Unable to logout from the default users auth endpoint

[notchris]

Bug Report

Hello and thank you for making payload awesome. I am having a weird issue where I get a 403 response when trying to log out a user who has logged in via the API. I've checked the following:

• Users has auth enabled (although a separate Admins collection can only access the dashboard)
• I've added the URL of the public site making the request to the cors / csrf array in the payload config.
• A user sends a login request to the API which returns the expected JSON response on success.
• The /me endpoint is called to verify the user exists on following requests (with credentials included).

Then, I send a POST request to the /users/logout endpoint and get this response back:

{
body: (...)
bodyUsed: false
headers: Headers {}
ok: false
redirected: false
status: 403
statusText: "Forbidden"
type: "cors"
url: "http://localhost:3000/api/users/logout"
}

Expected Behavior

Upon hitting the logout endpoint, there should be a valid response. I'm assuming my configuration is causing this issue, but I've tried to follow the documentation closely.

Current Behavior

Possible Solution

Steps to Reproduce

Detailed Description

[jmikrut]

Hey @notchris — I'm going to move this to a Discussion instead of an issue, as I think this has to do with your implementation.

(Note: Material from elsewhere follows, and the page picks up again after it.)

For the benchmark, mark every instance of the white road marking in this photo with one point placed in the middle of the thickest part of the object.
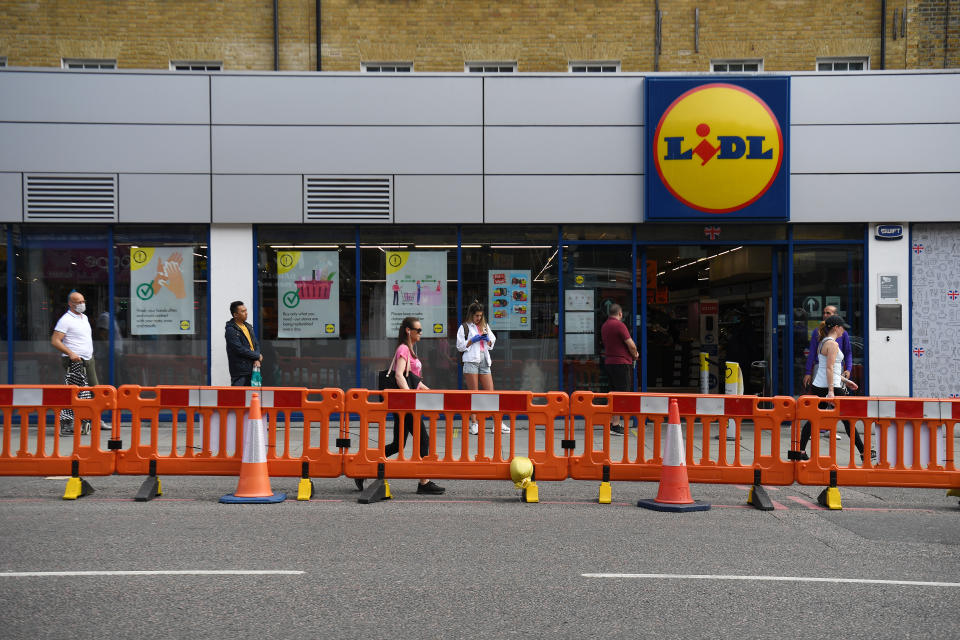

Question - are you using Postman or something to test this?

All the logout operation does is simply removes the HTTP-only cookie that is set. But, looking at the code:

https://github.com/payloadcms/payload/blob/master/src/auth/operations/logout.ts

You can see here that a Forbidden error will be thrown if you are trying to logout from a different collection vs. the one that you're logged in as. Basically, you can have more than one collection that supports auth, and you might be logged in with one user in collection A, but hitting the logout route from collection B.

This looks to be the only way that you'd be getting a Forbidden error.

[notchris]

Thanks for the prompt response @jmikrut! I've investigated the issue a bit more and can confirm that all of the endpoints I am using are targeting the users collection. It may be possible that my Admins collection, with a user with the same email address, may be interfering somehow...but I'm not sure how that would happen on the users collection endpoint.

[notchris]

I totally figured it out! Turns out I needed credentials: include on the login request, I was only using it on other requests. The weird status errors were actually coming from incorrect promise resolution on my part. Sorry!